Chapter 26 Sadaré

SADARé

brEATHING IN the air of the courtyard feels like my second-only breath.

I throw my head back to look at the dim sky through the iron cage as if seeing it for the first time in a long while.

Or perhaps this is yet another first, as a god.

Even though I walked steadily out of the main keep and away from Isha, my legs tremble beneath me.

Daesra’s arm comes around my shoulders just as I realize there’s a giant hole that has been torn in the bars above, and much of the once-lush trees have shed leaves and withered fruit or been trampled.

“What—” I begin.

“Come on,” Daesra says, clutching me tighter. “There’s someone I would like you to officially meet—well, two someones—since they still haven’t left for the Blessed Isles like I told them to. But I’m glad they didn’t.”

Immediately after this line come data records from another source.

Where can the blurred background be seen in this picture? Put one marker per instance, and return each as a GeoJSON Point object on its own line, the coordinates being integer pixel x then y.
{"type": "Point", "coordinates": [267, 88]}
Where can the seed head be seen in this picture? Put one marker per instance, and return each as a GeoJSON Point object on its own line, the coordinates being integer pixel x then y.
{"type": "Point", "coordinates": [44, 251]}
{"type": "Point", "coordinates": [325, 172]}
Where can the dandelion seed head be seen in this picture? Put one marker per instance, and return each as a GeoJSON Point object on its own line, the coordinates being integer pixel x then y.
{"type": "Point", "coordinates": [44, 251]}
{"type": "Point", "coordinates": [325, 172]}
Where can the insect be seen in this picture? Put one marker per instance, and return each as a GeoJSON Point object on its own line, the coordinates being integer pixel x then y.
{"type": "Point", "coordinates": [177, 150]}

He leads me over to the most obvious source of the destruction.

My eyes can’t help skipping over Melé where she sits warily at the bottom of the south keep’s steps—though I give her a quick, shaky smile—to land on the huge black-winged creature in one corner of the courtyard.

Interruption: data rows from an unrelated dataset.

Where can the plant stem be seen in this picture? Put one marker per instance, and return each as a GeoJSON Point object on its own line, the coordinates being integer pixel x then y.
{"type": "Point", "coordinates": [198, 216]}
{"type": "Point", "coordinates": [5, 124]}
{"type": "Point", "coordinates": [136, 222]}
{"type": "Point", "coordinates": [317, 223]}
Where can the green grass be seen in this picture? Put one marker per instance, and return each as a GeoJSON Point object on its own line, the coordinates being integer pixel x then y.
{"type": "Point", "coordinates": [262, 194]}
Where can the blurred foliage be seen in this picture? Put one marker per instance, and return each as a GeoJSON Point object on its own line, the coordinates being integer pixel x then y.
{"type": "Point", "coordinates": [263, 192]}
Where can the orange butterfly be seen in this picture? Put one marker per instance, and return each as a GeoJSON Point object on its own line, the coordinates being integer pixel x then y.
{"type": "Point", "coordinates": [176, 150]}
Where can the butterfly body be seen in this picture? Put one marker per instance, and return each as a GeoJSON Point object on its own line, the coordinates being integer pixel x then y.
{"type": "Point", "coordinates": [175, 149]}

He still has horns and the hint of a mane, but he’s no longer barrel-chested, pig-tailed, or snub-nosed, never mind small.

“Pogli?” I cry.

The creature curls his lip at me, and I halt my rush toward him.

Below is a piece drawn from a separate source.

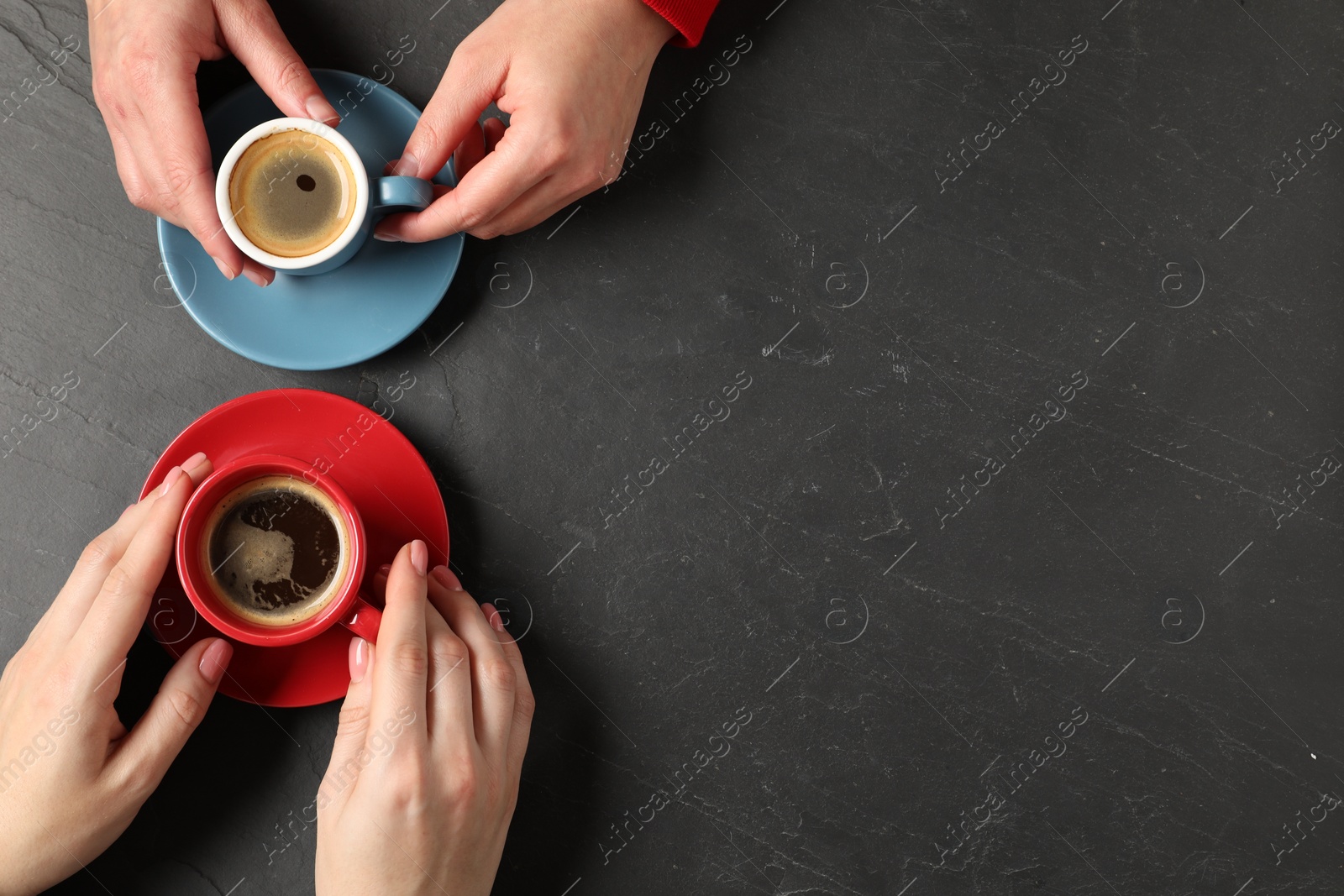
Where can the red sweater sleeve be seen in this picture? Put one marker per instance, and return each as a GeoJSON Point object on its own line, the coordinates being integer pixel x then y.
{"type": "Point", "coordinates": [687, 16]}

“Let’s give him a moment,” Daesra says gently from behind me. “We’ll meet him whenever he’s ready. He can show us who he is.”

The hope in his voice—as much as the sadness—makes my eyes sting. Gods, Daesra must have been living on hope alone this entire time. He sounds like he barely believes any of this is real.

I can hardly believe it—the good or the bad.

Mostly, I can’t believe I’m free. Nothing and no one will ever contain me again—unless I want them to.

Horizon’s words come back to me once more, except this time they’re no longer poisoned by Isha’s influence: You two can contain each other. And in so doing, free each other.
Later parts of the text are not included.